Era uno de nuestros pasatiempos favoritos en primero de carrera. La hoja de asistencia, un folio en blanco que teníamos que ir completando con nuestros nombres, ofrecía un sinfín de posibilidades para el gamberrismo ingenuo. Junto a las identidades reales –no era cosa de ir a clase para nada- se iban añadiendo otras, que podían ir del juego de palabras de patio de guardería –Paco Mer- a cualquier celebridad evocada entre risas por el más absurdo motivo en el último descanso.
No me acuerdo de casi nada de sus lecciones, pero sí del momento en que, pasando lista con la citada hoja como toda fuente, un prestigioso profesor de Economía pronunció el nombre de Michelle McCainn (aquella oronda cantante de la Orquesta Mondragón, entonces en efímero revival por su condición de jurado en un “talent” de medio pelo) esperando obtener una respuesta.

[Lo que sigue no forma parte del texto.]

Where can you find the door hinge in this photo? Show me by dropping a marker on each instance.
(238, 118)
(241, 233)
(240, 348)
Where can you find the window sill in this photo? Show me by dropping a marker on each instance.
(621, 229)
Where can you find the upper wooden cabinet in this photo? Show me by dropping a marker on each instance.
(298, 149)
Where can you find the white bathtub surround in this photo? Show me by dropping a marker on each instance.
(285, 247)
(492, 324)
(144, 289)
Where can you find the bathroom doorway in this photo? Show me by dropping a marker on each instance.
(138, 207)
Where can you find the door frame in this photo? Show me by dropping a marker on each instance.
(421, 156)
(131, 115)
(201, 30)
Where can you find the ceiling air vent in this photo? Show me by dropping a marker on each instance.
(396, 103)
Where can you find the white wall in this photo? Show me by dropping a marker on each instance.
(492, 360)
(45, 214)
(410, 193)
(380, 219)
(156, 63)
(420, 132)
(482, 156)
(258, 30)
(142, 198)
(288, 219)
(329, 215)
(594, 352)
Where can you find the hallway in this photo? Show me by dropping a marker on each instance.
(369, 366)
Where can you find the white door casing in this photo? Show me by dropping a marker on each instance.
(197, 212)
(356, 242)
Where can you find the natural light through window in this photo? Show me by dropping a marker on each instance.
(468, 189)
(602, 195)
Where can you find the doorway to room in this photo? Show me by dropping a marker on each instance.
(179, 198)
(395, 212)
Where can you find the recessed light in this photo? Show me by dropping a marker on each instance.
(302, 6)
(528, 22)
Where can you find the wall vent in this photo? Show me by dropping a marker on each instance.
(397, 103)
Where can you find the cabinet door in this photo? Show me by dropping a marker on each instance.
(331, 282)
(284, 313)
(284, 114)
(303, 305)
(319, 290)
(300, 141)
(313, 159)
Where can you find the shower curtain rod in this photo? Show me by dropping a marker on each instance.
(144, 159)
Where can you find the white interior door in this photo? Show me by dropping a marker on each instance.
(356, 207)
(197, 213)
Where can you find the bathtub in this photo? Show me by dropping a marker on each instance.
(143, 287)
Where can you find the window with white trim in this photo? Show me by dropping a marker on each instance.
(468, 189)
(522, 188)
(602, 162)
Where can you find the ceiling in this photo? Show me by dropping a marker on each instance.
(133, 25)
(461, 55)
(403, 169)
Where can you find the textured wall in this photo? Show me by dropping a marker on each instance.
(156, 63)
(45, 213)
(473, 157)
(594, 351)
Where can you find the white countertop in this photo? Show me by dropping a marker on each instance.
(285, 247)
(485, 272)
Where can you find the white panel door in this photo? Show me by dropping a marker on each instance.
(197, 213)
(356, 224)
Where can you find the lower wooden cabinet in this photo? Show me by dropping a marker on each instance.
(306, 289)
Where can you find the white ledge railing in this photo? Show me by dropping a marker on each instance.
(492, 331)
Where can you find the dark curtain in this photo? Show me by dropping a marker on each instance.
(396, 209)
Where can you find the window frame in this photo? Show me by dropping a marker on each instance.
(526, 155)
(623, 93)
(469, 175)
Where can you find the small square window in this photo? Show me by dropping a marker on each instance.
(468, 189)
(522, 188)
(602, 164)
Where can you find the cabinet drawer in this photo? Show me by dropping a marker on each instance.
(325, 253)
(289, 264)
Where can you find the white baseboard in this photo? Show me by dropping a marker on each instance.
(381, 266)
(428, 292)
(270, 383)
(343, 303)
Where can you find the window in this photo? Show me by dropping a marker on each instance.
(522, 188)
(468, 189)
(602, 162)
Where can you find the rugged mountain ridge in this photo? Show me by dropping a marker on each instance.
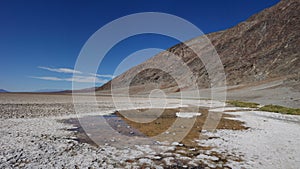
(263, 47)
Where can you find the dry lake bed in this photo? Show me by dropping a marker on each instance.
(46, 131)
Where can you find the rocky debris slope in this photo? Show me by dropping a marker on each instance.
(263, 47)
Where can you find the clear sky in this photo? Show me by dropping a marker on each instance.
(41, 40)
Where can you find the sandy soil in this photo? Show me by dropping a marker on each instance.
(33, 136)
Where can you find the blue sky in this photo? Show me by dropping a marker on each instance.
(41, 40)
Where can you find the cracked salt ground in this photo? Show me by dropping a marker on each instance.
(45, 142)
(181, 154)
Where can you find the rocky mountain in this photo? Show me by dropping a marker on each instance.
(266, 46)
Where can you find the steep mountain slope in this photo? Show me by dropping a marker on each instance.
(264, 47)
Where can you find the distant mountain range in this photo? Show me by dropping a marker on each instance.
(265, 46)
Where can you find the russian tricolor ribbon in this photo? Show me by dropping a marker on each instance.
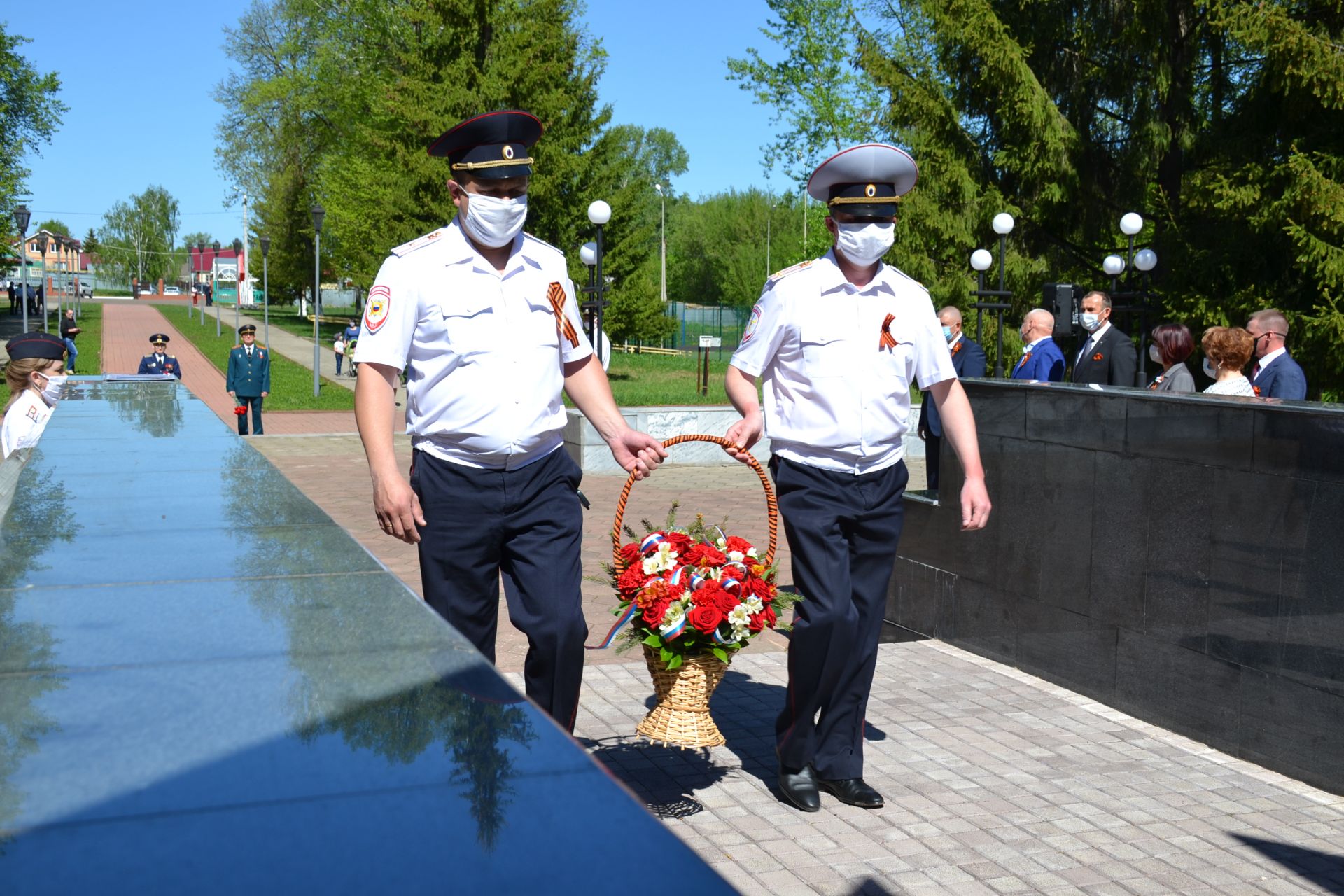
(562, 323)
(888, 340)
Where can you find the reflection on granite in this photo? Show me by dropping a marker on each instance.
(1172, 555)
(207, 685)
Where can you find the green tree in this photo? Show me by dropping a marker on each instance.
(30, 115)
(137, 235)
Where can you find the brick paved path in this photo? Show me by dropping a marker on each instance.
(996, 782)
(125, 340)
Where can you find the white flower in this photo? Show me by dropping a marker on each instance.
(660, 561)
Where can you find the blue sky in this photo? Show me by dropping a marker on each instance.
(139, 80)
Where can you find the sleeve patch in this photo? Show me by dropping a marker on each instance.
(375, 314)
(752, 326)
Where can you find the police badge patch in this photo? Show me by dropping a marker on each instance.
(375, 315)
(752, 326)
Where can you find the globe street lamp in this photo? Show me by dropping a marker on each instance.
(20, 220)
(598, 213)
(265, 289)
(42, 248)
(663, 244)
(319, 214)
(980, 262)
(238, 298)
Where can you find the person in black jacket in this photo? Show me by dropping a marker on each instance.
(968, 359)
(1107, 356)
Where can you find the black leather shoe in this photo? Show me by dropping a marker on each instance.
(800, 788)
(854, 792)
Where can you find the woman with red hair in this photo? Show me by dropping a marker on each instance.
(1171, 346)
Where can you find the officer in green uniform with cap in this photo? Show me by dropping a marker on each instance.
(249, 378)
(160, 362)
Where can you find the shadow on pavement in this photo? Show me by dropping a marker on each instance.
(1323, 869)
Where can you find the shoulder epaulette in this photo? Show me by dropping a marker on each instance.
(542, 242)
(420, 242)
(776, 277)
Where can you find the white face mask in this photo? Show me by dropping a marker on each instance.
(493, 222)
(864, 244)
(52, 393)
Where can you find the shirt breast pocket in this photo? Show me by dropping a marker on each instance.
(824, 349)
(468, 327)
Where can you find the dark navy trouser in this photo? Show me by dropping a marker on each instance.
(527, 526)
(254, 400)
(843, 532)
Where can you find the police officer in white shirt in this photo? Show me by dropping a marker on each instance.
(484, 320)
(839, 342)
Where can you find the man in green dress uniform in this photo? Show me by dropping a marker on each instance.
(249, 377)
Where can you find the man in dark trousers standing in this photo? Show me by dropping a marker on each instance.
(1107, 356)
(249, 378)
(1276, 374)
(839, 342)
(969, 362)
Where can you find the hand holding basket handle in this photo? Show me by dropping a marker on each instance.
(772, 508)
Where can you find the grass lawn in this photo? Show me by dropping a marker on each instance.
(89, 342)
(290, 383)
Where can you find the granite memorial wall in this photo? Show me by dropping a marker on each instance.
(1177, 558)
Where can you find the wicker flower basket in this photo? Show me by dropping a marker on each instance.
(682, 715)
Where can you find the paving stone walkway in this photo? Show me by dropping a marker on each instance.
(996, 782)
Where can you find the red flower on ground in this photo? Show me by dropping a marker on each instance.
(705, 618)
(734, 543)
(704, 555)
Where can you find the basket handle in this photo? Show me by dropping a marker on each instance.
(772, 508)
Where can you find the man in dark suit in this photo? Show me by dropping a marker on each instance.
(249, 378)
(968, 360)
(1041, 358)
(160, 362)
(1276, 374)
(1107, 356)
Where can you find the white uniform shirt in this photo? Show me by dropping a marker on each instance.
(482, 349)
(24, 422)
(834, 399)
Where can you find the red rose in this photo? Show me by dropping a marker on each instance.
(704, 555)
(726, 601)
(760, 589)
(741, 546)
(707, 594)
(705, 618)
(631, 580)
(680, 542)
(655, 612)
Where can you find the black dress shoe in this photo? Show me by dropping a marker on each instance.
(800, 788)
(854, 792)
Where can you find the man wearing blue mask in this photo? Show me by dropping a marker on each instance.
(486, 323)
(969, 362)
(1107, 356)
(838, 343)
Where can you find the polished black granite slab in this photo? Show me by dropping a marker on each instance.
(1176, 556)
(206, 685)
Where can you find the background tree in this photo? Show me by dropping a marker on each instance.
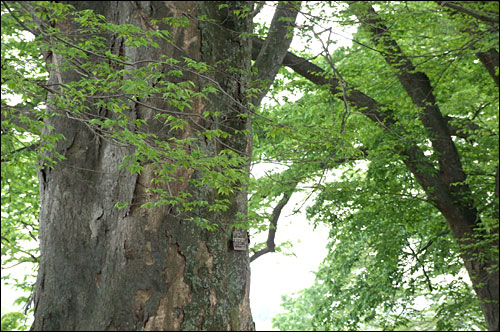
(144, 153)
(410, 104)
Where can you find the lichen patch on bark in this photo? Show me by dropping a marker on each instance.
(140, 299)
(170, 312)
(148, 255)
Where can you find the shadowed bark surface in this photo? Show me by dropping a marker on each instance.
(136, 269)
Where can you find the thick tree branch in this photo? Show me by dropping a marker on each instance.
(273, 50)
(419, 89)
(270, 245)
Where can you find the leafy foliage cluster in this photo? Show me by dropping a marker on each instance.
(390, 249)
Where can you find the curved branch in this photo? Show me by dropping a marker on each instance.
(270, 245)
(268, 60)
(474, 13)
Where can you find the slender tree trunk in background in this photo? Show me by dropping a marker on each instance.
(137, 269)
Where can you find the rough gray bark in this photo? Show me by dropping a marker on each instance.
(136, 269)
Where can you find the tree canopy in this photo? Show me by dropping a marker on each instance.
(394, 139)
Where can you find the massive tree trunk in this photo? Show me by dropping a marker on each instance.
(145, 269)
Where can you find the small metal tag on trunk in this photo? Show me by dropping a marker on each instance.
(240, 239)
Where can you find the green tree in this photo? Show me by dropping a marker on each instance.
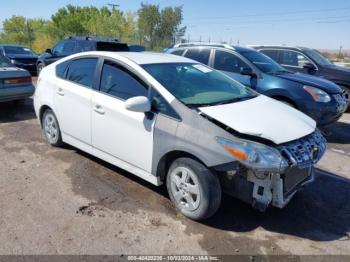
(20, 30)
(158, 28)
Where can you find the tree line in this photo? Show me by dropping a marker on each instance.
(150, 26)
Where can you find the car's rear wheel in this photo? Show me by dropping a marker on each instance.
(19, 102)
(40, 67)
(51, 128)
(193, 188)
(346, 91)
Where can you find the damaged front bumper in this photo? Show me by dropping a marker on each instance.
(261, 188)
(277, 189)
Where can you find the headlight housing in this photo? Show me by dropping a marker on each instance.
(317, 94)
(254, 155)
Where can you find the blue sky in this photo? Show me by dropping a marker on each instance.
(314, 23)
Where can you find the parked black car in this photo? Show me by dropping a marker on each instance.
(20, 56)
(319, 98)
(77, 44)
(309, 61)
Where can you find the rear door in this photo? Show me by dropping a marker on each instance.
(73, 94)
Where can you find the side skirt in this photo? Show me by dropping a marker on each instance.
(112, 160)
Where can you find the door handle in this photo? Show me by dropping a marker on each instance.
(60, 92)
(99, 109)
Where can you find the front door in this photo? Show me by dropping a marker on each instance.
(73, 99)
(125, 135)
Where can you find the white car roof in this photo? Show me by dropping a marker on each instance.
(142, 58)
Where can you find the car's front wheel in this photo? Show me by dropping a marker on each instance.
(193, 188)
(51, 128)
(40, 67)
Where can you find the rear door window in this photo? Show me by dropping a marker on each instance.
(199, 54)
(292, 58)
(68, 47)
(270, 53)
(177, 52)
(120, 83)
(228, 62)
(84, 46)
(82, 71)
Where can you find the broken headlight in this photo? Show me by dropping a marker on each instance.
(254, 155)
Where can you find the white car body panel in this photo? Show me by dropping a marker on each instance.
(263, 117)
(121, 133)
(73, 102)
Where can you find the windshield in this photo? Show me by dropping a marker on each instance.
(198, 85)
(263, 62)
(18, 50)
(318, 57)
(4, 62)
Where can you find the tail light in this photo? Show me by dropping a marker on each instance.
(19, 80)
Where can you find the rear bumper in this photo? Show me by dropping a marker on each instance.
(16, 93)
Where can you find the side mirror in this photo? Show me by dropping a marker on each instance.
(138, 104)
(246, 71)
(309, 66)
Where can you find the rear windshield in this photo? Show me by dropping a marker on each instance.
(108, 46)
(19, 50)
(4, 62)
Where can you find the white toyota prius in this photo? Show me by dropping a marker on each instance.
(173, 121)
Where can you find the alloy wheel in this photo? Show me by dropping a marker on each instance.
(185, 188)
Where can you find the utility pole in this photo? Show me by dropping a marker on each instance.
(30, 34)
(113, 5)
(340, 48)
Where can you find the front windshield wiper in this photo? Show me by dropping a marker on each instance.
(228, 101)
(279, 72)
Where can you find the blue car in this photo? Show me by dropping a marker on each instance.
(319, 98)
(15, 83)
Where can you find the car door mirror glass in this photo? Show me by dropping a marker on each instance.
(309, 66)
(138, 104)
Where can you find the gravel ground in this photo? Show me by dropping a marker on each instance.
(63, 201)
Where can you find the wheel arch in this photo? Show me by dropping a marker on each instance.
(167, 159)
(42, 110)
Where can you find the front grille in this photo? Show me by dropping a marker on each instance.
(304, 152)
(294, 177)
(341, 98)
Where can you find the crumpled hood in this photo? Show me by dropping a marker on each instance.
(318, 82)
(263, 117)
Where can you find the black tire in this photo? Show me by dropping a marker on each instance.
(39, 67)
(208, 184)
(55, 140)
(347, 94)
(19, 102)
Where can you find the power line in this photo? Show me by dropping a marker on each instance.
(270, 14)
(310, 19)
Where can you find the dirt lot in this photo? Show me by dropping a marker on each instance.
(63, 201)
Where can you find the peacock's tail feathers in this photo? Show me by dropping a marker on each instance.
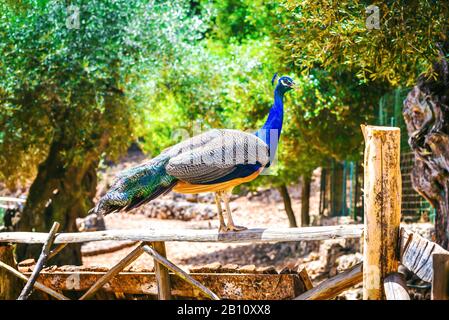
(137, 186)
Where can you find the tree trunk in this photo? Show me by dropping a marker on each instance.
(336, 189)
(288, 206)
(426, 113)
(59, 193)
(305, 199)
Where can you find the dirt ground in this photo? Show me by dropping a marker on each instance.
(256, 212)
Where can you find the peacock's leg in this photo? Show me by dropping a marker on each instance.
(222, 227)
(231, 226)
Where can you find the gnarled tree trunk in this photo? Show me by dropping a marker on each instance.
(288, 206)
(426, 113)
(305, 199)
(59, 193)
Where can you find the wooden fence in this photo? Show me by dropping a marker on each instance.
(386, 243)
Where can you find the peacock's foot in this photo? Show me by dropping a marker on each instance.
(235, 228)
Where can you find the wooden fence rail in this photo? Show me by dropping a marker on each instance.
(156, 235)
(386, 244)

El pasado lunes, durante la votación efectuada en el Congreso para elegir al consejo de la Corporación RTVE, un diputado –no sabemos quién ni de qué partido[1], ventajas de que fuera mediante papeleta en urna- decidió escribir el nombre de Lauren Postigo. El peculiar divulgador musical falleció en 2006. Quizá por la cosa de hacer valer que es la cámara alta, el Senado registró en la misma votación, un día después, sendos votos para David Bisbal y Federico Jiménez Losantos.
Nos hemos pasado años señalando la decadencia de nuestra clase política. Y ahora resulta que los próceres emanados de las generales de 2016 consideran graciosísimo marcarse una travesura en el cumplimiento de sus deberes. La regeneración era esto.
Traería a colación cuáles son las obligaciones de sus señorías y las tablas con sus remuneraciones. Pero está demasiado trillado. Creo que además del hecho en sí pesa la relativa indiferencia, cuando no condescendencia, con la que ha sido recibido. ¿Qué pasa? ¿Que después de fiscalizar -con todo motivo- sus vacaciones, las fechas de los plenos o la querencia por juegos de smartphone, ahora vamos a pasar por alto que pugnen por ser el gracioso de la clase?
Cambiaría muchas cosas de mi primera juventud. Pero no puedo dejar de sonreír al recordar aquellas competiciones por ver quién conseguía colar el nombre más disparatado en la hoja de firmas. Es lo que tienen los estudiantes de primero; están entre los 18 y los 19 años tienen derecho a ser idiotas. (¿Se puede ser otra cosa a esa edad?). El psicólogo Dan Kiley bautizó como “síndrome de Peter Pan” a aquel que padecen determinados adultos que se niegan a dejar de ser hijos para empezar a ser padres. También de la patria, por lo que parece.
[1] Sí que no pudo tratarse de nadie de Ciudadanos, formación que no participó en la votación para expresar su desacuerdo con el procedimiento.